Il pleut des millions $ sur les champs de tabac

Les gouvernements du Canada et du Québec ont annoncé de généreuses subventions pour la conversion des plantations de tabac.

Le programme dévoilé début mai par le ministre canadien de l’Agriculture et de l’Agroalimentaire, Bob Speller, se chiffre à 71 millions $ sur quelques années. Bien que ses modalités restent à être établies, il est divisé en trois volets. Le premier vise « principalement à aider les producteurs pour lesquels la culture du tabac n’est plus une activité viable ». Le deuxième volet fournira des « compétences et des outils de développement » pour tirer profit d’occasions hors du secteur du tabac. Enfin, le ministère surveillera les importations de tabac pour « cerner les tendances en évolution sur les marchés internationaux ».

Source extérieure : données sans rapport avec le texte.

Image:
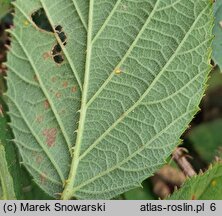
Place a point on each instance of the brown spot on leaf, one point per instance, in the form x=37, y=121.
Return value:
x=39, y=118
x=39, y=159
x=74, y=89
x=46, y=55
x=42, y=178
x=46, y=104
x=65, y=84
x=58, y=94
x=54, y=79
x=118, y=71
x=50, y=135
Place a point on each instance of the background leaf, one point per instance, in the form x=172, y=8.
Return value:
x=127, y=76
x=6, y=182
x=205, y=186
x=207, y=139
x=217, y=31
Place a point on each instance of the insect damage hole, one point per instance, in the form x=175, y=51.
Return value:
x=41, y=20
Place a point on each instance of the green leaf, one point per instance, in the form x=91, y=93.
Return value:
x=207, y=139
x=205, y=186
x=6, y=182
x=217, y=31
x=99, y=104
x=5, y=6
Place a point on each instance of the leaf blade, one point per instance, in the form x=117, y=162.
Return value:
x=143, y=72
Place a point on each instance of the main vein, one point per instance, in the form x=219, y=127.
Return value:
x=67, y=193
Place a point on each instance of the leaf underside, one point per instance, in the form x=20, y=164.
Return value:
x=104, y=119
x=6, y=182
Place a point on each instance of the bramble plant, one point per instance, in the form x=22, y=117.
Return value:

Le communiqué ne fait pas allusion à des subventions directes ou indirectes à la culture du tabac. Toutefois, le ministre Speller parle d’un « programme d’aide à la transition qui assurera la viabilité des producteurs qui restent ». Selon une porte-parole du ministère, Violette Jacques, jointe par Info-tabac, le programme fédéral ne prévoit aucune forme de contribution pour les tabaculteurs restants ; seule l’élimination de concurrents canadiens pourrait les favoriser. Que leur arrivera-t-il s’ils ne peuvent toujours pas rivaliser avec les prix de l’importation? « Ce sont les lois du marché qui prévaudront, comme dans les autres secteurs de l’agriculture, lesquels sont ouverts à l’importation », indique Mme Jacques.

Le gouvernement canadien souhaite que ceux du Québec et de l’Ontario bonifient son programme, à concurrence de 47 millions $, de manière à totaliser 118 millions $. Mais il ira seul de l’avant si les provinces ne désirent pas y contribuer. Une semaine après l’annonce fédérale, la ministre de l’Agriculture, des Pêcheries et de l’Alimentation du Québec, Françoise Gauthier, a dévoilé la contribution de son gouvernement : une somme de 10 millions $ sur trois ans servira à racheter les équipements utilisés pour la production de tabac des fermiers qui voudront abandonner ce secteur. De plus, la plantation de tabac sera désormais assujettie à l’obtention d’un permis. Quant au gouvernement ontarien, il n’a prévu aucune aide aux tabaculteurs, du moins dans son dernier budget.

Hypocrisie

Le programme onéreux du gouvernement canadien n’enthousiasme pas les groupes impliqués dans la lutte antitabac. « En décidant d’aider les tabaculteurs aux dépens des programmes qui contrent les décès dus au tabagisme, le gouvernement fédéral fait preuve d’hypocrisie », soutient un communiqué de la Coalition canadienne pour l’action sur le tabac, émis le 17 mai. « C’est scandaleux et cela trahit l’intérêt public, déplore sa présidente, Lorraine Fry. À la veille des élections, le gouvernement vient d’annoncer qu’il allouera 71 millions pour renflouer 800 cultivateurs de tabac. Au même moment, il éviscère le Programme de la lutte au tabagisme de Santé Canada en réduisant son budget et en éliminant sa principale composante, la campagne publicitaire dans les médias. »

Quant au président de l’Office des producteurs de tabac jaune du Québec, Gaétan Beaulieu, il commente avec soulagement mais tristesse l’aide des gouvernements. « Dans deux ans, c’est clair, la production de tabac aura complètement disparu ici », a-t-il déclaré au Devoir. En 2004, les producteurs québécois s’attendent à ne récolter qu’un million de livres de tabac, à la place des 7,5 millions de l’année 2002.